The Importance of Geographic Specificity in Research

I defended my dissertation a couple weeks ago, and in the defense my committee raised some concerns that had already crossed my mind. (Before defenses of all sorts the candidate entertains every possible - even unlikely - scenario, question, and debacle that could occur.) My doctoral research was largely an international study looking at broad enterprises – humanitarianism and its digital “counterpart”, meaning I didn’t investigate the form digital humanitarianism takes in specific cases, places, and crises. It was, rather, an exploration of the large-scale shifts of humanitarianism writ large. My committee members asked how my study results/outcomes might have shifted if I’d taken a case to study, or looked at its impacts in a particular location. I answered the best I could, by drawing on dominant approaches to knowledge production: we don’t even really know what “digital humanitarianism” is yet, and even less do we understand its origins and social/political impacts, so my study begins to lay some of that groundwork. Very productive future work could look at its variegated manifestations in specific cases, much of which very well exist in contradictory relationship to my study results. However, despite the fact that my dissertation provides this valuable foundation, it is geographically-ambiguous: it would probably look very different in the Kensington neighborhood of Philadelphia than in, say, lower Manhattan, than in Jakarta.

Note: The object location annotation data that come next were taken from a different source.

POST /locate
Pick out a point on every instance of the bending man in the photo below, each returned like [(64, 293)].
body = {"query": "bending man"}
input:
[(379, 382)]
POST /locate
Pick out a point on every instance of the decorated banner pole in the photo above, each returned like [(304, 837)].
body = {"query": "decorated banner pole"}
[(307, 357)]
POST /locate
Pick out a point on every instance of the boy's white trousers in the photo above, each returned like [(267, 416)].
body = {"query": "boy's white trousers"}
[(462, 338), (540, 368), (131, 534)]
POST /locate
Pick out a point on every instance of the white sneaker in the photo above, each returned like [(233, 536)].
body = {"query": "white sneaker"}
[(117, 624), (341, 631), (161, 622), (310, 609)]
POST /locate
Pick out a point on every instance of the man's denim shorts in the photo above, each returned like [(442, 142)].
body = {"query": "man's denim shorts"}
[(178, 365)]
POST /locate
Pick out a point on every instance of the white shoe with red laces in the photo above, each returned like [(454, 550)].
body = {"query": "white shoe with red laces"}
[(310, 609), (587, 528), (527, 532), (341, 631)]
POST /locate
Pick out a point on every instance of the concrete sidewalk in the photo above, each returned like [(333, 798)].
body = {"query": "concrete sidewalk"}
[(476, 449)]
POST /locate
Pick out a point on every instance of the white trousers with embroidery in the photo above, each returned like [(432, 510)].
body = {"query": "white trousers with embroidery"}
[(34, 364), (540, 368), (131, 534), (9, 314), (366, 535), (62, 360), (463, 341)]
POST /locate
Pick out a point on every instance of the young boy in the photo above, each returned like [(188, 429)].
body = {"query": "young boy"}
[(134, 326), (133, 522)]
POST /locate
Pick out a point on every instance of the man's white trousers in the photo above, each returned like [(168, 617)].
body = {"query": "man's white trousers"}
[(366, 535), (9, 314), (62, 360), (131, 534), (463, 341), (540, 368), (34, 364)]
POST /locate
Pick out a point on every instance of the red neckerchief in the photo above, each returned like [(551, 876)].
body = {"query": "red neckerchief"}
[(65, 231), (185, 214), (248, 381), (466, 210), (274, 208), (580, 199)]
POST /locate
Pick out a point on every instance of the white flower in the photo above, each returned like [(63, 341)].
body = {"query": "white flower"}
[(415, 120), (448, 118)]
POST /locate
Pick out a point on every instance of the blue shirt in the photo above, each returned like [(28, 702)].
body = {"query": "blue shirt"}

The potential “problem” my committee recognized is often reflected in my GIS students’ work, taking in one form the “Modifiable Areal Unit Problem”. MAUP results when you have a collection of discrete data points - individual addresses and incomes, for instance, or observations of crime - and aggregate the individual points into regions like Census tracts, political districts, states, or neighborhoods. The “problem” is the fact that the results of your analysis will shift depending on which region/scale you choose. For example, aggregating crime data into Census tracts may result in very different geographic patterns than aggregating into neighborhoods or citie boundaries. It’s very important as researchers not just to acknowledge this problem and the fact that most regions are chosen ambiguously, but to actually choose these regions and communicate your rationale wisely and carefully. In some cases it may even be necessary to run analyses at multiple scales in order to gauge the degree to which your primary analysis is limited in its applicability.

This long build-up finally arrives at the purpose of this blog post. This summer I am working as a fellow in the “Data Science for Social Good” program of the eScience Institute at UW. The project I’m working on is asking whether and how social media data can be used to measure and improve the well-being of urban communities. This involves taking social media from multiple sources - Instagram, Zillow, Twitter, and FourSquare, among others - and trying to evaluate how “well” a community is doing as reflected in these data sources. Some early research suggests this is possible, but more tests are certainly needed, especially with regard to the specific kinds of meaningful information researchers might be able to glean from these sources.

But we’re running into a signficant challenge in the early stage: the need for geographic specificity. I mean two things when I say that. First, there’s a question of the on-the-ground geometries that should be used for this analysis - the spatial units, in other words. I wonder if the results of our research would turn out differently depending on which neighborhoods we look at. That is, are social media data very useful for gauging well-being in some neighborhoods but meaningless in others? Do some dimensions of well-being (as defined in the literature, such as safety, thriving local businesses, etc.) come out strongly in social media in some places, but not others? Would it be more fruitful to look at the social media within neighborhood boundaries, or blocks, or certain streets, or clusters of populations within neighborhoods? These are all questions about what geographers call “absolute geographic space” - the on-the-ground geographies that you see in most maps.

Second, there’s a question of the social dimensions of the questions we’re asking. Are we actually looking at communities, or neighborhoods? Is there a reason to assume there’s a relation between these two very different concepts? And what is that relationship? This matters because if we use neighborhood boundaries to assess community well-being, we are suggesting very specific linkages between the two, both in terms of how we see the world, and in terms of how we say a researcher can produce knowledge about one or the other. Then there are other social constructs we may actually be looking at, that are neither of the other two: social and interpersonal networks, engagement with the (or, a) public sphere, individuals’ commitments (or lack thereof) to geographic spaces (like, “Why should I care about the neighborhood I live in, if I plan to move in a year or two?”). Even further, there are very compelling disagreements among social scientists about the benefits of online communities and political organization. Are social networks and online communities strong ties? Weak ties? Does it matter for social and political movements?

Depending on your intellectual and political commitments you may be more or less comfortable with my assertion that there are no easy answers to these provocations. There may not be answers at all, just tentative claims that require significant justification and evidence. Regardless, this kind of work depends fundamentally on specificity in language and geography. The questions I’ve posed exemplify the reasons such concepts and terms cannot be used interchangeably. They also show why it’s crucial for researchers to be specific in the terms and geographies they use to produce knowledge about the world. Researchers can’t simply use terms, ideas, and concepts without them being clearly defined – and bonus points if there are some empirics to back up the way you use that language.